“Did he or she, the one who murdered you, know Audrey found your locket?”
“He. She. Does it matter? I’m dead. If you don’t want the same fate, maybe it shouldn’t matter to you so much.”
“Don’t you want to be found, for your case to be solved?”
“I don’t see why it matters anymore. Although …”
The words trailed off, and she stood there, silent.
“What were you about to say?” I asked.
“It would be nice to leave this place.”
“Did you ever consider you might be stuck here because your murder hasn’t been solved?”
She shrugged. “Answers end things. Questions keep them alive.”
“Is that your fear? You think if you’re found, you won’t be remembered anymore? Or that no one cared enough to keep looking until they found out what happened to you?”

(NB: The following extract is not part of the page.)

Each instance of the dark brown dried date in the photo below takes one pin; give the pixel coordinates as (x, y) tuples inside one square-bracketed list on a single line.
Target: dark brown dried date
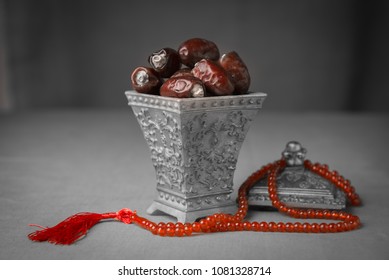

“A bit of both, I suppose.”
“I’ll remember you, and I care.”
“Yeah, you care about Audrey.”
“And you.”
She looked at me as if to say, “Prove it.”

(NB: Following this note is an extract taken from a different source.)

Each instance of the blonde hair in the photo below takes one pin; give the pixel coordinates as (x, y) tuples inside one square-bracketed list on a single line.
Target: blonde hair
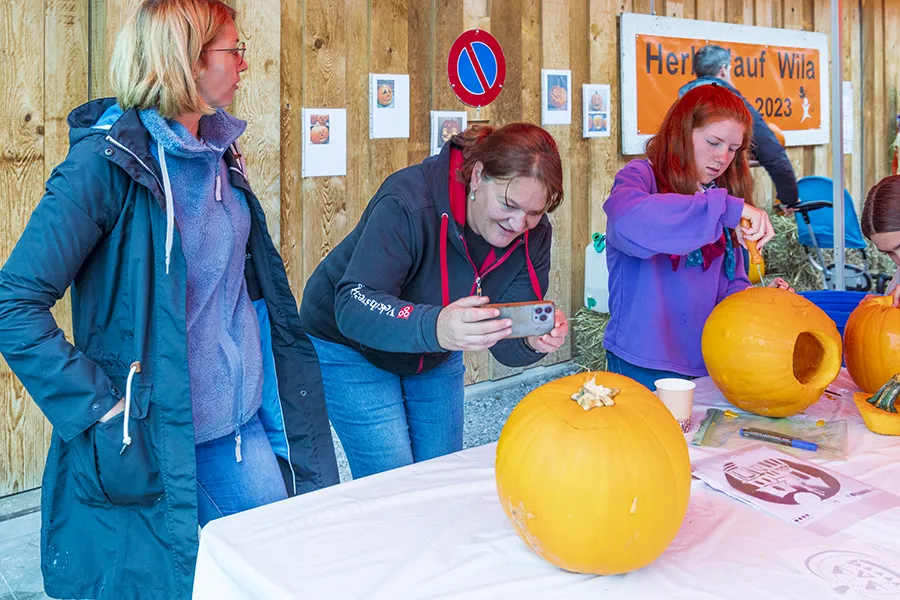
[(156, 53)]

“I was placed where the land stayed still, where no one thought to look twice. I wasn’t missing,” she said. “I was hidden, until the truth refused to stay silent. What am I?”
“Bones. Your bones. I thought they would be here, but they are not.”

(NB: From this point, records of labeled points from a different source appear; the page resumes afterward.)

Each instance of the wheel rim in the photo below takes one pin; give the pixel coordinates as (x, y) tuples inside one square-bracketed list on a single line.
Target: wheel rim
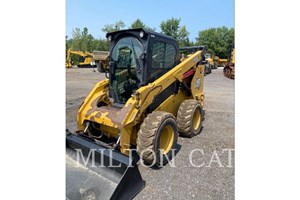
[(196, 119), (166, 139)]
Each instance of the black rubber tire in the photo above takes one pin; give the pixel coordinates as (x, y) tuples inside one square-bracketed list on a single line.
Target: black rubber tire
[(185, 116), (148, 140), (100, 67)]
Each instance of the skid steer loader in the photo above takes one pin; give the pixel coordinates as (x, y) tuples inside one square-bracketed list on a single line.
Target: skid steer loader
[(149, 98)]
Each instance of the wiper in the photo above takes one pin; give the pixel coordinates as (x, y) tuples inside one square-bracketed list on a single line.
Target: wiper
[(136, 58)]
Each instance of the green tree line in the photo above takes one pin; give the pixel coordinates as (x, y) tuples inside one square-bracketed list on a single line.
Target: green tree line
[(217, 39)]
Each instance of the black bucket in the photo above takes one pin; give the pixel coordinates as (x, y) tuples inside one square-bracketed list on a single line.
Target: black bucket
[(94, 172)]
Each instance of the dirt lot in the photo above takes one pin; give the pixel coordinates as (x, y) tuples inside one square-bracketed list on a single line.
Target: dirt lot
[(214, 176)]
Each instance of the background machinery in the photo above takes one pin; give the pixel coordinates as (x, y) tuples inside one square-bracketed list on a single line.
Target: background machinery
[(229, 70), (101, 59), (150, 97), (187, 51), (213, 61), (85, 59)]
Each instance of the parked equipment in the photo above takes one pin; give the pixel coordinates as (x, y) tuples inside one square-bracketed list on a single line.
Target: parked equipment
[(150, 98), (213, 61), (86, 59), (229, 70), (101, 60), (187, 51)]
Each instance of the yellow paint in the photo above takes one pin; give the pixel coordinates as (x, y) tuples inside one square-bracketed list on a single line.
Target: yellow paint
[(126, 121)]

She turned, pointing toward the doorway, then past it, into the darkness beyond. “They’re not here. Not anymore.”
“If not here, then where?”
“Follow the water, not the path, to the place where two are one.”
“Water,” I said. “What water?”
“It’s time for you to go now.”
“No, wait. I have more questions.”
She went quiet, stepping backward, fading a little and then a little more until she was gone, and I was the only one left in the room. I squeezed my eyes shut, and when they opened, I woke with the echo of Anne’s words still clinging to me:
Follow the water.
Not the path.
To the place where two are one.
28
A text message from Talia came through just after eight the next morning.
Any updates? I’ve heard a few things. I’m not sure what’s true and what isn’t.